We used about two tanks of gas round trip ($50). I cashed in some MyPoints for a $25 gas card. I also cashed in a $25 rebate reward from our gas credit card (which we pay in full every month). So we didn’t spend any money out of pocket for gas! We did pay to ride a ferry to one island from another, and the two-hour ride cost $15.


We stayed at a national park, so camping was free! We were right next to the beach, so we could hear the ocean waves at night. The sky was clear so we left the rain flap off the top of our tent so we could see the stars. It wasn’t quite as comfortable as a hotel, but it certainly had its charms.

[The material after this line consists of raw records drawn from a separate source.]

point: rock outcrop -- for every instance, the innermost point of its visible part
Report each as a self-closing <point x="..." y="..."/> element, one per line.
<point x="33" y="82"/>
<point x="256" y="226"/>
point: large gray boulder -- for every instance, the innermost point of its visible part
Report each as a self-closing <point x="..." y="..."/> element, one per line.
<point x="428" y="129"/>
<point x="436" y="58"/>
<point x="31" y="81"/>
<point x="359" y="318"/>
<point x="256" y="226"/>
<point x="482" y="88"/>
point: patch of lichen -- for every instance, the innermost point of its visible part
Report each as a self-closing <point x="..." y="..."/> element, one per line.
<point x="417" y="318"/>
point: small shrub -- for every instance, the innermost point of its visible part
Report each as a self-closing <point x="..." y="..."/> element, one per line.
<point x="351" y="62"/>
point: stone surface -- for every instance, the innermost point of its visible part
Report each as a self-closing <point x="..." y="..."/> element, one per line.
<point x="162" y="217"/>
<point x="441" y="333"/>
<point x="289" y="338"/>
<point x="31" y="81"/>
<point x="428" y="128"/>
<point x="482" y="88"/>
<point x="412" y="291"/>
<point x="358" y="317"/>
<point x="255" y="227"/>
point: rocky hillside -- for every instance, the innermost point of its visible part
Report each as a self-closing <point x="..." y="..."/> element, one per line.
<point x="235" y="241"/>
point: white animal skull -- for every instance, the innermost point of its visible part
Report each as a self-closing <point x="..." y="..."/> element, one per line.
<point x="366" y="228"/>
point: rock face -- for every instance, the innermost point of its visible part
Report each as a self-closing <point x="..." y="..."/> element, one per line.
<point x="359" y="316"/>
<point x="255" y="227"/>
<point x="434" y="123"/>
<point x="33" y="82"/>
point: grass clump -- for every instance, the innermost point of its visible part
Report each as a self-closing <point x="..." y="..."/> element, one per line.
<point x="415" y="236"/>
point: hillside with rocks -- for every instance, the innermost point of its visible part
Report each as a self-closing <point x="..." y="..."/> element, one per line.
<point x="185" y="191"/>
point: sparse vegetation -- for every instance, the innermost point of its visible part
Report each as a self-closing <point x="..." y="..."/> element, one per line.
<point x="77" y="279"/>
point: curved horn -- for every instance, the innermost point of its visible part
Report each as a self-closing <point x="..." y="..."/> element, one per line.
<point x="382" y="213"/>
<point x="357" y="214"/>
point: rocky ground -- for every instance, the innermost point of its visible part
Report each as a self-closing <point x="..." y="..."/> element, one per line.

We spent the weekend hiking nature trails, hanging out at the campsite, and walking along the beach. In the evening, we played cards by candlelight at our campsite (campfires weren’t allowed on the beach). The only money we spent on entertainment was $14 to climb to the top of the lighthouse at Cape Hatteras. The view was worth every penny!

Dog Boarding

We would have spent $50 to board our dog if we had gone to Charleston. Instead, we brought him with us, so we didn’t pay a dime. And he had a great time outdoors, even if he was a little stressed about sleeping outside.

So instead of spending $150 plus food and entertainment, we spent about $105 for a fantastic weekend. Since we didn’t pay for a hotel, dog boarding or gas, our budget was better spent on good food and fun. Overall, I’m very happy with our decision to cancel the Charleston trip, and we plan to spend a lot more time camping this summer.